In Be Our Guest, Vice Chairman Marty Sklar answers the question about how Disney delivers it's service themes and standards by sharing the list of design principles he created. [He said it's what he learned from his principal mentors Walt Disney and John Hench.]
Think about your church as you read this. Think about the individual ministries. Think about your brochures, your web site, your lobby, your postcards, your emails... every touch point a visitor experiences. Ready?
- Know your audience. Before creating a setting, obtain a firm understanding of who will be using it.
- Wear your guest's shoes. That is, never forget the human factor. Evaluate your setting from the customer's perspective by experiencing it as a customer.
- Organize the flow of people and ideas.

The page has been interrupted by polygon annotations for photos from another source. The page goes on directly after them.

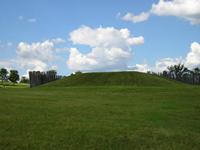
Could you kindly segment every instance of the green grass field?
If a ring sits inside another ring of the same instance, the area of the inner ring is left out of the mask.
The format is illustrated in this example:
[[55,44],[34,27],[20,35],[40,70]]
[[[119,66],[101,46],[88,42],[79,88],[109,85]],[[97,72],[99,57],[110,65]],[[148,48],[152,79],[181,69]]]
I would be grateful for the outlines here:
[[199,87],[94,74],[0,88],[0,150],[200,149]]

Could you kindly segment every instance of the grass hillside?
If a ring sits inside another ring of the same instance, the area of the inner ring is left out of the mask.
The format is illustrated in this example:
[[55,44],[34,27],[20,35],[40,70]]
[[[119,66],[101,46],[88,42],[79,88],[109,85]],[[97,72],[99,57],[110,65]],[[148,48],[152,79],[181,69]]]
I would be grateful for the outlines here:
[[0,88],[0,150],[199,150],[199,91],[137,72]]
[[98,72],[78,73],[62,80],[46,84],[47,86],[169,86],[182,83],[156,75],[139,72]]

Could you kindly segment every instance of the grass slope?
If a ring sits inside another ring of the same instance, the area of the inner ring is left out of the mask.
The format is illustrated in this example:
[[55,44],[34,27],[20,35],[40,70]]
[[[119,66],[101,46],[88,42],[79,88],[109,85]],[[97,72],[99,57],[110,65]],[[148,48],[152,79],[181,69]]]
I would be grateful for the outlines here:
[[71,75],[46,86],[172,86],[182,83],[139,72],[101,72]]
[[199,87],[144,74],[134,85],[145,86],[69,86],[75,77],[0,88],[0,149],[199,150]]

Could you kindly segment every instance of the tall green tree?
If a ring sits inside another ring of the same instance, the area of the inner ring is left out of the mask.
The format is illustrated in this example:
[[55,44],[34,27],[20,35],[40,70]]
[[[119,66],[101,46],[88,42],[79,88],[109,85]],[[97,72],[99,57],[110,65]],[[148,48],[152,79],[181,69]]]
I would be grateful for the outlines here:
[[187,68],[185,68],[183,64],[170,66],[168,67],[168,70],[170,74],[174,76],[176,80],[179,80],[179,81],[182,79],[183,74],[187,72]]
[[0,80],[2,82],[2,85],[5,87],[5,85],[3,84],[4,81],[6,81],[8,79],[8,71],[5,68],[1,68],[0,69]]
[[198,67],[194,68],[193,72],[193,82],[194,84],[200,83],[200,69]]
[[17,83],[19,81],[19,74],[17,70],[10,70],[10,75],[8,78],[11,82]]

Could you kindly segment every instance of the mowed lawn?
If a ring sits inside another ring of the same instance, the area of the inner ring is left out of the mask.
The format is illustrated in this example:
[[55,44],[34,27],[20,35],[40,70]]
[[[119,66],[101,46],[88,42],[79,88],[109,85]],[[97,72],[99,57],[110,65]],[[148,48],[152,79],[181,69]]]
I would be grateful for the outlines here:
[[200,88],[0,88],[0,150],[199,150]]

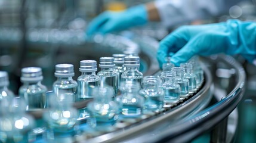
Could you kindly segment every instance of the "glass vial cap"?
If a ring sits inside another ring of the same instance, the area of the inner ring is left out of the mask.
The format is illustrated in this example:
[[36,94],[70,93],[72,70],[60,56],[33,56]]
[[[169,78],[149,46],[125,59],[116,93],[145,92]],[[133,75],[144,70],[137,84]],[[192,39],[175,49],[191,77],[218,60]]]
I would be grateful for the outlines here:
[[125,57],[125,67],[139,67],[140,57],[138,56],[127,56]]
[[180,67],[185,69],[192,69],[192,64],[189,63],[183,63],[180,64]]
[[185,73],[185,69],[181,67],[174,67],[171,69],[171,72],[175,73]]
[[80,61],[79,71],[81,72],[96,72],[97,61],[94,60],[82,60]]
[[7,72],[0,71],[0,86],[8,86],[9,85],[9,79]]
[[115,66],[113,57],[106,57],[100,58],[100,67],[111,68],[115,67]]
[[125,63],[125,57],[127,55],[122,54],[113,54],[112,56],[114,57],[115,63],[124,64]]
[[74,66],[70,64],[60,64],[55,66],[54,75],[56,77],[67,77],[75,76]]
[[21,69],[21,82],[37,82],[43,79],[42,69],[38,67],[25,67]]

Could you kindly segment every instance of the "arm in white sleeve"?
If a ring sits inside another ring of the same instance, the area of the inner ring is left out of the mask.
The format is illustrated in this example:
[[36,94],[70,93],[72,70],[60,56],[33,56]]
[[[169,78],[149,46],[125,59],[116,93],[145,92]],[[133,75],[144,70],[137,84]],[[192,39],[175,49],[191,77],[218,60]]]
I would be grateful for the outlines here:
[[227,13],[239,1],[242,0],[157,0],[155,5],[163,25],[169,27]]

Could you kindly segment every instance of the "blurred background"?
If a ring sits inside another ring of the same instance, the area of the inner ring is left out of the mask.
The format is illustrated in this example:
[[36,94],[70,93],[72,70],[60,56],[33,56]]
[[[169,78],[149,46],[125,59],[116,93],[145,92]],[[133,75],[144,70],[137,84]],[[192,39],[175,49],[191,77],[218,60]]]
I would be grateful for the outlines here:
[[[152,1],[0,0],[0,70],[8,72],[10,89],[17,94],[23,67],[41,67],[42,83],[50,91],[55,80],[55,64],[73,64],[73,79],[76,80],[80,75],[79,61],[98,61],[101,57],[115,53],[139,55],[140,70],[146,74],[152,74],[158,70],[155,57],[158,42],[181,24],[166,29],[154,22],[115,35],[96,35],[90,39],[85,34],[90,21],[101,12],[122,10],[149,1]],[[205,24],[230,18],[255,21],[254,2],[240,2],[221,15],[182,24]],[[236,58],[247,73],[247,90],[239,108],[239,117],[242,117],[236,141],[248,142],[256,141],[256,66],[239,57]]]

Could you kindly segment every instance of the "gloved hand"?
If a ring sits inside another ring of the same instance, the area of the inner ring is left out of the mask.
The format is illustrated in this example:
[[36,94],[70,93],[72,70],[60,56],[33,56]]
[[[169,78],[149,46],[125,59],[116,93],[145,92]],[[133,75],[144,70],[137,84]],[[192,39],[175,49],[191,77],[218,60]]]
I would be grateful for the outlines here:
[[249,62],[256,59],[256,23],[229,20],[226,23],[181,27],[160,43],[157,58],[159,65],[175,53],[171,61],[175,66],[195,55],[240,54]]
[[95,18],[90,23],[87,34],[92,34],[118,31],[131,27],[146,24],[147,20],[146,6],[140,5],[128,8],[121,12],[106,11]]

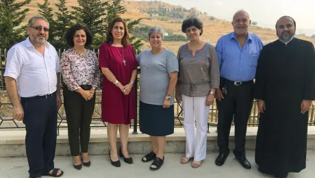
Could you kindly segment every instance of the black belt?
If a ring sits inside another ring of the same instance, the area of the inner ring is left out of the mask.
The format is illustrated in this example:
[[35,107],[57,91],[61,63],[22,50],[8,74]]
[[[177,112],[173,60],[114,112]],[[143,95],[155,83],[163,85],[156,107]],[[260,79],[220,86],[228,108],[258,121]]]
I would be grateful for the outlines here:
[[231,80],[228,80],[227,79],[225,79],[225,82],[227,84],[232,84],[234,86],[242,86],[242,85],[244,85],[244,84],[250,84],[250,83],[252,83],[253,82],[253,80],[250,80],[250,81],[231,81]]
[[84,90],[90,90],[92,88],[91,85],[83,85],[83,86],[80,86],[80,87]]
[[23,99],[48,99],[51,98],[53,96],[55,96],[56,92],[54,92],[51,94],[47,94],[42,96],[35,96],[32,97],[21,97]]

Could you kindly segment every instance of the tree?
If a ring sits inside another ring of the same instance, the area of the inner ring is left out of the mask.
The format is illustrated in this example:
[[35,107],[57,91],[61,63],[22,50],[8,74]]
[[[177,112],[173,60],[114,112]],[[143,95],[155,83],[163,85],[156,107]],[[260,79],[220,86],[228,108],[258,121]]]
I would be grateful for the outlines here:
[[57,42],[55,39],[56,33],[56,25],[55,20],[53,19],[53,8],[50,7],[50,3],[49,0],[45,0],[43,4],[37,3],[39,8],[38,13],[47,19],[49,23],[49,38],[48,41],[53,45],[56,46]]
[[103,35],[106,33],[104,22],[106,19],[105,10],[108,2],[100,0],[77,0],[79,7],[72,6],[75,11],[71,12],[78,23],[88,27],[94,35]]
[[66,42],[64,39],[65,32],[71,26],[71,19],[73,16],[68,10],[66,6],[66,0],[59,0],[59,3],[56,3],[58,11],[55,12],[55,15],[57,16],[55,20],[55,40],[58,45],[55,47],[56,49],[64,49],[66,47]]
[[29,10],[21,10],[31,0],[16,3],[15,0],[0,1],[0,48],[10,49],[26,38],[26,27],[21,25]]

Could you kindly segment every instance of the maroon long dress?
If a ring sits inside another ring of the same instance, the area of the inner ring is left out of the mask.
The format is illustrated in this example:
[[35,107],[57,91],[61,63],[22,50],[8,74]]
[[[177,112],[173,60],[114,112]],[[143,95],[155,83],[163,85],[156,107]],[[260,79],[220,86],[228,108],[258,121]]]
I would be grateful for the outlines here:
[[[123,56],[126,61],[125,65]],[[138,67],[134,48],[130,44],[115,47],[108,43],[103,43],[99,49],[99,66],[108,68],[123,86],[128,84],[133,71]],[[130,124],[131,119],[136,118],[135,99],[134,87],[128,95],[125,95],[119,88],[103,75],[101,118],[103,122]]]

Think of a setting as a story and tell that story in a sequenced, organized way. Build the same order and logic into the design of customer movement.
- Create a visual magnet. It's a visual landmark used to orient and attract people.
- Communicate with visual literacy. Language is not always composed of words. Use common languages of color, shape and form to communicate through a setting.
- Avoid overload--create turn-ons. Do not bombard customers with data. Let them choose the information they want when they want it.
- Tell one story at a time. Mixing multiple stories in a single setting is confusing. Create one setting for each big idea.
- Avoid contradictions; maintain identity. Every detail and every setting should support and further your organizational identity and mission.
- For every ounce of treatment provide a ton of treat. Give your customers the highest value by building an interactive setting that gives them the opportunity to exercise all of their senses.
- Keep it up. Never get complacent and always maintain your setting.
[I promise this isn't my list. I took it right from Mickey. But, it's the principles I get fired up about regularly. I could pass if off as my list.]